‘Lucy and Pete, returning from a remote Pacific island, find that the airline has damaged the identical antiques that each had purchased. An airline manager says that he is happy to compensate them but is handicapped by being clueless about the value of these strange objects. Simply asking the travelers for the price is hopeless, he figures, for they will inflate it.

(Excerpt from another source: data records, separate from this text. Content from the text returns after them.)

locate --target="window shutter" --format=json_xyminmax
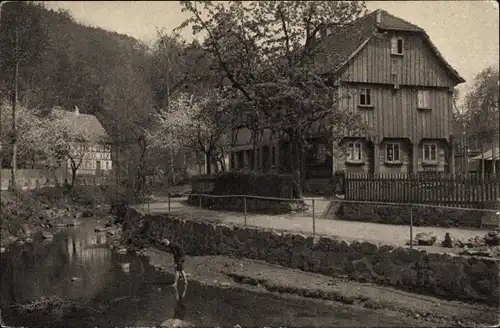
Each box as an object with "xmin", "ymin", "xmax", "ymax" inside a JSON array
[
  {"xmin": 391, "ymin": 37, "xmax": 398, "ymax": 54},
  {"xmin": 417, "ymin": 91, "xmax": 424, "ymax": 108}
]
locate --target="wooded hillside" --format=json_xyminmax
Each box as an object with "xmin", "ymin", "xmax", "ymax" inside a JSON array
[{"xmin": 0, "ymin": 1, "xmax": 214, "ymax": 183}]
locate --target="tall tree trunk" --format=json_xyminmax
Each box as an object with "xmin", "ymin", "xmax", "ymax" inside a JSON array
[
  {"xmin": 289, "ymin": 132, "xmax": 303, "ymax": 199},
  {"xmin": 205, "ymin": 150, "xmax": 212, "ymax": 175},
  {"xmin": 169, "ymin": 132, "xmax": 176, "ymax": 185},
  {"xmin": 10, "ymin": 60, "xmax": 19, "ymax": 191},
  {"xmin": 481, "ymin": 145, "xmax": 485, "ymax": 179},
  {"xmin": 498, "ymin": 108, "xmax": 500, "ymax": 176},
  {"xmin": 139, "ymin": 143, "xmax": 146, "ymax": 191},
  {"xmin": 492, "ymin": 141, "xmax": 497, "ymax": 175},
  {"xmin": 252, "ymin": 128, "xmax": 258, "ymax": 170},
  {"xmin": 218, "ymin": 149, "xmax": 226, "ymax": 172},
  {"xmin": 71, "ymin": 163, "xmax": 77, "ymax": 187},
  {"xmin": 464, "ymin": 134, "xmax": 469, "ymax": 174}
]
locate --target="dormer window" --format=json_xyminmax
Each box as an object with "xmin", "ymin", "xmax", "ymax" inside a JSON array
[{"xmin": 391, "ymin": 37, "xmax": 404, "ymax": 55}]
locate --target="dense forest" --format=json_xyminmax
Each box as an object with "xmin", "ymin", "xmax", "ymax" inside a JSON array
[{"xmin": 0, "ymin": 1, "xmax": 216, "ymax": 184}]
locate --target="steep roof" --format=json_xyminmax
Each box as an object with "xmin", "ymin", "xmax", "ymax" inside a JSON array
[
  {"xmin": 53, "ymin": 107, "xmax": 112, "ymax": 143},
  {"xmin": 314, "ymin": 9, "xmax": 465, "ymax": 84}
]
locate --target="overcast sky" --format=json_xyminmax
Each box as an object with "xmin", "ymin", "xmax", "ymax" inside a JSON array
[{"xmin": 41, "ymin": 0, "xmax": 499, "ymax": 102}]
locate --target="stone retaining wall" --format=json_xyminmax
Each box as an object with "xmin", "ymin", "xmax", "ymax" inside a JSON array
[
  {"xmin": 124, "ymin": 208, "xmax": 499, "ymax": 305},
  {"xmin": 340, "ymin": 203, "xmax": 498, "ymax": 228}
]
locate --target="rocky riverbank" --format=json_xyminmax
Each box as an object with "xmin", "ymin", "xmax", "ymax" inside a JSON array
[{"xmin": 0, "ymin": 188, "xmax": 115, "ymax": 252}]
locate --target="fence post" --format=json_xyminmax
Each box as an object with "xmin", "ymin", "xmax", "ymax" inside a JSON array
[
  {"xmin": 199, "ymin": 195, "xmax": 202, "ymax": 208},
  {"xmin": 243, "ymin": 196, "xmax": 247, "ymax": 227},
  {"xmin": 312, "ymin": 198, "xmax": 316, "ymax": 236},
  {"xmin": 409, "ymin": 205, "xmax": 413, "ymax": 250}
]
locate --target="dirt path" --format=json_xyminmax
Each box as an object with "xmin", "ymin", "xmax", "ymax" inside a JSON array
[
  {"xmin": 134, "ymin": 198, "xmax": 490, "ymax": 249},
  {"xmin": 141, "ymin": 248, "xmax": 497, "ymax": 327}
]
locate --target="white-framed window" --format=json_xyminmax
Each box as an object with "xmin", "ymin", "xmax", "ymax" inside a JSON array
[
  {"xmin": 386, "ymin": 143, "xmax": 401, "ymax": 162},
  {"xmin": 422, "ymin": 143, "xmax": 438, "ymax": 162},
  {"xmin": 359, "ymin": 88, "xmax": 372, "ymax": 106},
  {"xmin": 391, "ymin": 37, "xmax": 404, "ymax": 55},
  {"xmin": 347, "ymin": 142, "xmax": 362, "ymax": 161},
  {"xmin": 417, "ymin": 90, "xmax": 431, "ymax": 109},
  {"xmin": 105, "ymin": 161, "xmax": 109, "ymax": 170}
]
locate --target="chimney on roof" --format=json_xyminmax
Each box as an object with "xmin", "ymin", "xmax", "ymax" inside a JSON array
[
  {"xmin": 74, "ymin": 106, "xmax": 79, "ymax": 116},
  {"xmin": 376, "ymin": 10, "xmax": 382, "ymax": 24}
]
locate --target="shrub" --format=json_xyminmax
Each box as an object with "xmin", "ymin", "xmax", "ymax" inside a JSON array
[
  {"xmin": 191, "ymin": 171, "xmax": 301, "ymax": 199},
  {"xmin": 0, "ymin": 190, "xmax": 44, "ymax": 239}
]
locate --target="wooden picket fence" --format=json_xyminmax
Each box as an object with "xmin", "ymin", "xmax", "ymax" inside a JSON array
[{"xmin": 345, "ymin": 173, "xmax": 500, "ymax": 209}]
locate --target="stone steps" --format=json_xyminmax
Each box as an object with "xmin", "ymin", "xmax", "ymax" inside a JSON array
[{"xmin": 320, "ymin": 199, "xmax": 341, "ymax": 219}]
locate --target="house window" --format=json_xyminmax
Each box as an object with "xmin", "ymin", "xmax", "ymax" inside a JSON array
[
  {"xmin": 386, "ymin": 143, "xmax": 401, "ymax": 162},
  {"xmin": 359, "ymin": 88, "xmax": 372, "ymax": 106},
  {"xmin": 417, "ymin": 90, "xmax": 431, "ymax": 109},
  {"xmin": 105, "ymin": 161, "xmax": 109, "ymax": 170},
  {"xmin": 423, "ymin": 143, "xmax": 438, "ymax": 162},
  {"xmin": 391, "ymin": 37, "xmax": 404, "ymax": 55},
  {"xmin": 347, "ymin": 142, "xmax": 362, "ymax": 161}
]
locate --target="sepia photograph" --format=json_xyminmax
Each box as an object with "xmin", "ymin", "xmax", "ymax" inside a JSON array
[{"xmin": 0, "ymin": 1, "xmax": 499, "ymax": 327}]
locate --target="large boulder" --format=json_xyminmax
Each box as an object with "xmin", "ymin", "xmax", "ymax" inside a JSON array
[
  {"xmin": 414, "ymin": 232, "xmax": 437, "ymax": 246},
  {"xmin": 441, "ymin": 232, "xmax": 463, "ymax": 248},
  {"xmin": 484, "ymin": 230, "xmax": 500, "ymax": 246},
  {"xmin": 42, "ymin": 231, "xmax": 54, "ymax": 239},
  {"xmin": 466, "ymin": 236, "xmax": 485, "ymax": 248}
]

Instead he devises a more complicated scheme. He asks each of them to write down the price of the antique as any dollar integer between 2 and 100 without conferring together. If both write the same number, he will take that to be the true price, and he will pay each of them that amount. But if they write different numbers, he will assume that the lower one is the actual price and that the person writing the higher number is cheating. In that case, he will pay both of them the lower number along with a bonus and a penalty--the person who wrote the lower number will get $2 more as a reward for honesty and the one who wrote the higher number will get $2 less as a punishment. For instance, if Lucy writes 46 and Pete writes 100, Lucy will get $48 and Pete will get $44.
What numbers will Lucy and Pete write? What number would you write?’
Kaushik Basu (a noted game theorist) has a non-technical and beautifully written exposition of this famous Traveler’s Dilemma problem in the most recent Scientific American. Real people who play such games do not behave rationally but, by so doing, derive a kind of meta-rationality since, as a consequence of not behaving rationally, they do much better than they would by behaving rationally. It is a paradox of rationality that also arises in standard Prisoner’s Dilemmas.
An entertaining and informative light read.